If the bridge is found structurally unsound, the DOT will then take over the job - with an estimated two years of design and planning time already carved out - but the Parks Department could take on the project using its own workers - and get it done in less time - should the bridge be deemed sound. The DOT has not yet scheduled a date for the inspection, Lootens said.
In reconstructing the bridge, the Parks Department and the DOT must also consider the size and scale for the bridge. Although used only by bikers and visitors on foot, the bridge is currently wide enough for a large vehicle.
&#8220Right now, it is a much larger bridge than we need it to be,” Lootens said.
In addition, a third concern - besides structural damage and size - is vandalism. Local residents worry that should the bridge become open to the public again, it will attract vandals, whose fire-starting mischief forced the bridge to close in 2000.

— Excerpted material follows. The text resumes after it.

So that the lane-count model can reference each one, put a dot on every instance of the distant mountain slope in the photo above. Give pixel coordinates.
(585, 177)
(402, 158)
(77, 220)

After the bridge burned, the two pedestrian pathways - one crossing over the Grand Central Parkway and the other over the Van Wyck Expressway - were closed, and six years later, the trails are overgrown and haggard.
The only other way to get to the parkland surrounding the 84-acre lake is to cross the Grand Central Parkway at Jewel Avenue, but this route is not a clear-cut path to the lake and is heavily trafficked by cars.
Overall costs to reopen the pathways, clean up the lake, and restore the bridge is between $3-4 million, but the effort will get $1.2 from the city's capital budget, $1.1 million to restore the lake from the State, and possibly money allocated for neighboring Meadow Lake.